Pegasystems, an American company that develops software for customer relationship management, robotic process automation, and business process management, has released new findings suggesting that global IT functions are set to go through a dramatic transformation over the next five years.
Conducted by research firm iResearch, the global study surveyed IT leaders from 10 countries in the Americas, Europe, and Asia-Pacific on how IT will evolve over the coming five years and found that IT leaders’ confidence in their own departments is not very high.
More than half of all global senior IT decision-makers (51%) are uncertain that their IT teams can enact positive change over the next five years, with one in 10 (17%) having either no confidence or trust at all or holding significant doubts.

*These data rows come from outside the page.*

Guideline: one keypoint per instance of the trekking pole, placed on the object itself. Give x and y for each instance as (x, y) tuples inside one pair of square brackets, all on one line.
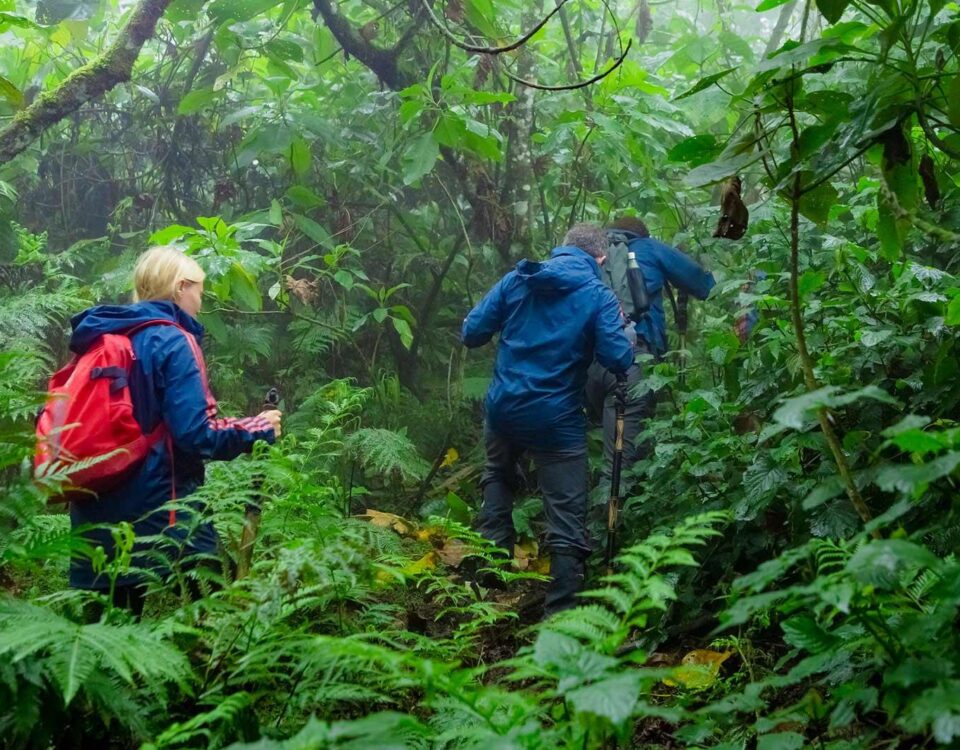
[(251, 521), (613, 504)]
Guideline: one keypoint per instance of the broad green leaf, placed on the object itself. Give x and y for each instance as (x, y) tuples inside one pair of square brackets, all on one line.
[(872, 336), (419, 158), (704, 83), (300, 157), (239, 10), (815, 204), (815, 53), (11, 19), (402, 327), (450, 130), (481, 14), (11, 93), (781, 741), (196, 100), (911, 479), (832, 10), (880, 562), (953, 311), (613, 698), (823, 492), (554, 649), (698, 149), (458, 510), (770, 5), (804, 632), (813, 137), (888, 232), (953, 101), (284, 49), (168, 234), (810, 281), (918, 441), (345, 279), (304, 197), (243, 288), (795, 412), (719, 170), (312, 229), (276, 213)]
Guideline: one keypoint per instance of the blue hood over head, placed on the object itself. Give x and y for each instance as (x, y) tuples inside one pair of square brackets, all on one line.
[(553, 318), (569, 268), (97, 321)]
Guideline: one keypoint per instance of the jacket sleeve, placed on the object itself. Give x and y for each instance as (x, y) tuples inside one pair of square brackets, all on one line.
[(184, 410), (612, 348), (684, 272), (485, 319)]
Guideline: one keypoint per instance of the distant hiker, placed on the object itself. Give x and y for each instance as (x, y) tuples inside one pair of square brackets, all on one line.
[(170, 395), (659, 264), (554, 317)]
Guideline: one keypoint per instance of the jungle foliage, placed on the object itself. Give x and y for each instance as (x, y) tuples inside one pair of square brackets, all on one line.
[(353, 178)]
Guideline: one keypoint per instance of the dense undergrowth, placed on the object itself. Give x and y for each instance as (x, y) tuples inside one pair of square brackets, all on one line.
[(788, 576)]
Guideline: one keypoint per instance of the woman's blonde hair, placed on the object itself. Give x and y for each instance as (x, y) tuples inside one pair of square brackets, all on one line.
[(160, 270)]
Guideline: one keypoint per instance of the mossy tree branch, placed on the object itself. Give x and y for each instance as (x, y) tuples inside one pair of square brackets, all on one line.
[(92, 80), (796, 314)]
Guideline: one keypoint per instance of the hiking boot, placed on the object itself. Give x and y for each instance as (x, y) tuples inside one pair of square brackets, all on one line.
[(566, 573)]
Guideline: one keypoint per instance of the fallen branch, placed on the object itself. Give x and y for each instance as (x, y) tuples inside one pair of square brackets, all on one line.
[(580, 84), (442, 28), (92, 80)]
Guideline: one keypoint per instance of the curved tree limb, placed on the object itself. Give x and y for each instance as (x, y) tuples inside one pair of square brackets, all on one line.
[(442, 28), (580, 84), (92, 80), (383, 62)]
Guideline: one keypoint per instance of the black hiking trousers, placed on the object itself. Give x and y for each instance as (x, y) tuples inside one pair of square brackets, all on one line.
[(562, 475), (602, 408)]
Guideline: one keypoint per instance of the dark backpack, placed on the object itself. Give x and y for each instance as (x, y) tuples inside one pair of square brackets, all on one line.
[(623, 275)]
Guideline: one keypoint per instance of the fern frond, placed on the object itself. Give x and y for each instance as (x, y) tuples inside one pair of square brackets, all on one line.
[(388, 453)]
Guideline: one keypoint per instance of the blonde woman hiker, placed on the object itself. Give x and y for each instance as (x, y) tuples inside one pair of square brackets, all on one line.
[(173, 406)]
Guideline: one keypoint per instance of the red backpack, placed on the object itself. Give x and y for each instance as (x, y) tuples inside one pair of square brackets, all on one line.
[(87, 429)]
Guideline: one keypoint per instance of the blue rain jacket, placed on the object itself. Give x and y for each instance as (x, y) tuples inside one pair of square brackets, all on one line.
[(553, 318), (661, 263), (167, 384)]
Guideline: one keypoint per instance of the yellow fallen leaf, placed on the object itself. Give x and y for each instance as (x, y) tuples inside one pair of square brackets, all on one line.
[(452, 552), (432, 534), (387, 521), (541, 565), (450, 458), (525, 553), (425, 563), (698, 669)]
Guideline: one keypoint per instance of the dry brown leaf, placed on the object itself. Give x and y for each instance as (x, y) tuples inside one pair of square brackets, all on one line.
[(450, 458), (425, 563), (304, 290), (698, 669), (387, 521), (452, 552)]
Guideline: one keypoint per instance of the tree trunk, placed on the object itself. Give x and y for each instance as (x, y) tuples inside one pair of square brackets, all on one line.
[(84, 84)]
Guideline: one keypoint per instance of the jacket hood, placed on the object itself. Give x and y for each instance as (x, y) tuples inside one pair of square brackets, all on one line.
[(569, 268), (102, 319)]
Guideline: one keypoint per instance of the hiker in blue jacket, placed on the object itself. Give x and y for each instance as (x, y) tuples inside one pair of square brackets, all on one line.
[(660, 264), (168, 385), (553, 317)]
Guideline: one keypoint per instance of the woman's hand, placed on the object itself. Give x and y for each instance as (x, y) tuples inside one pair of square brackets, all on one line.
[(273, 416)]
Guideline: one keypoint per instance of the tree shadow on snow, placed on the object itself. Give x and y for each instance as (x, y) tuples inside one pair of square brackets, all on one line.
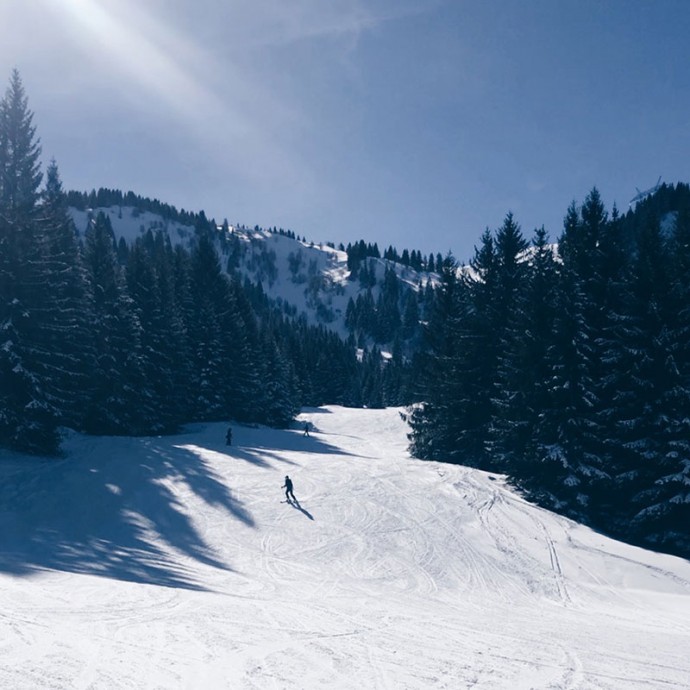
[(121, 515), (275, 442), (296, 505)]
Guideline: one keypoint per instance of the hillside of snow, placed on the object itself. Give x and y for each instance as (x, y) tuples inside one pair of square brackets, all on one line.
[(310, 278), (173, 562)]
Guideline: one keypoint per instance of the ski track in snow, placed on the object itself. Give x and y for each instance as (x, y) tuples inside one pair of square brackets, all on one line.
[(172, 563)]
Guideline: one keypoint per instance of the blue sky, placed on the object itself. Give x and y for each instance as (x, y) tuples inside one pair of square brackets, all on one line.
[(417, 123)]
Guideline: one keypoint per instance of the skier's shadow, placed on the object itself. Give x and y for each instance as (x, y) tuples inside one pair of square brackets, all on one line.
[(295, 504)]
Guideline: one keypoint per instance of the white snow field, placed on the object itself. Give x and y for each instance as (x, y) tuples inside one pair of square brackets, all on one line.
[(171, 562)]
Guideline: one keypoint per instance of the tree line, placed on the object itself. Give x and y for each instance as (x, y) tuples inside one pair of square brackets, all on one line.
[(110, 338), (567, 367)]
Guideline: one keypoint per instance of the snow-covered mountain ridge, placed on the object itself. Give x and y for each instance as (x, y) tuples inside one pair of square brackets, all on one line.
[(305, 278), (171, 562)]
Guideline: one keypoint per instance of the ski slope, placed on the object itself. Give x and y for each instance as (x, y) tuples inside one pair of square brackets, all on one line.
[(171, 562)]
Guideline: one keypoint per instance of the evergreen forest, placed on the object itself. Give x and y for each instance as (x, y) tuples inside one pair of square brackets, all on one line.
[(564, 365), (567, 367)]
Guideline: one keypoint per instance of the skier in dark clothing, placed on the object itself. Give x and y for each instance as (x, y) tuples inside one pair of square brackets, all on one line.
[(288, 489)]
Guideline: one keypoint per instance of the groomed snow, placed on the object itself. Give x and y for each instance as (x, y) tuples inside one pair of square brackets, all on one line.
[(171, 562)]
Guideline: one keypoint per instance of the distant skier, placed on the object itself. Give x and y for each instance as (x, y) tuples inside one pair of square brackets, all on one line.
[(288, 489)]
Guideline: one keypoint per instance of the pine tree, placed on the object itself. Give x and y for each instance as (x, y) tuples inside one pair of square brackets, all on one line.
[(28, 421)]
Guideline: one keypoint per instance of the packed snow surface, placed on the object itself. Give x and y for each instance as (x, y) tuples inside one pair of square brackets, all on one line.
[(173, 562)]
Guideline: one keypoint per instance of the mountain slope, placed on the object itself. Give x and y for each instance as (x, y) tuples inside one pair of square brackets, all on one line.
[(172, 562), (308, 279)]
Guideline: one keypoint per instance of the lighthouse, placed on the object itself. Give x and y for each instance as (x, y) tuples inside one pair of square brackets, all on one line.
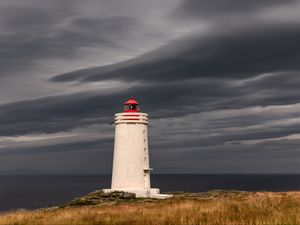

58% of respondents admitted they have wasted between US$1 million and US$10 million over the last five years on the wrong IT solutions. Just 12% reported that all their IT investments had paid off in the last five years. Despite this wasteful spending, almost a third (29%) also said IT risks being underfunded unless budgets, along with IT roles themselves, are decentralised and integrated into other departments.
What changes will be made to the IT function over the next five years?
According to the survey, the IT function is set to undergo a significant makeover, which will allow for better decision-making, wiser investments, and greater cross-departmental collaboration.
These future changes may include:
- Decentralisation: The study showed that digital transformation has allowed 68% of IT leaders to disperse responsibility to other functions and 54% to decentralise it by delegating work to others. Wiser investments in technologies will make it easier for people across the business to do tasks that would previously have fallen to IT. As a result, 66% of respondents expect that digital transformation will result in work that allows IT workers to be more creative, cooperate more with other departments, and spend less time on administrative tasks.
- Developing better leadership and ‘people’ skills: More than a third of survey respondents indicated that people skills will be increasingly important to them moving forward. 38% of respondents said that as collaborative, empowering technologies give them the freedom to expand their roles and responsibilities, leadership skills will be critical to them.
- The end of specialist IT managers: Respondents said that building and learning new skills will have the biggest impact on their careers, with 78% of senior managers and 76% of managers saying that ongoing, lifelong learning will have either a big or transformational impact on them.
- Diversity, equity, and inclusion will be critical: Nearly one in three (30%) said that in the next three to five years, diversity, equity, and inclusion will continue to gain importance.
- Increasing workloads: Despite the fact that technology will relieve them of a lot of the routine administrative work that they do today -- meaning less recoding, redoing, and rearchitecting -- 67% of respondents also believe that their workloads are set to significantly increase as IT becomes more an increasingly valued part of the business.
“In the next three to five years, the IT function will look, feel, and perform very differently to today,” said Don Schuerman, CTO, Pegasystems. “The accelerated pace of digital transformation has put IT leaders front and center. It’s also taught many within organisations the strategic value these teams can provide if they are given the tools and the opportunity to be creative, collaborative, and focus their efforts on the areas where they can best add value. All of this will lead to better decision-making, more diverse, skilled workforces, and a more open, united way of working that will help to crush complexity and deliver better outcomes.”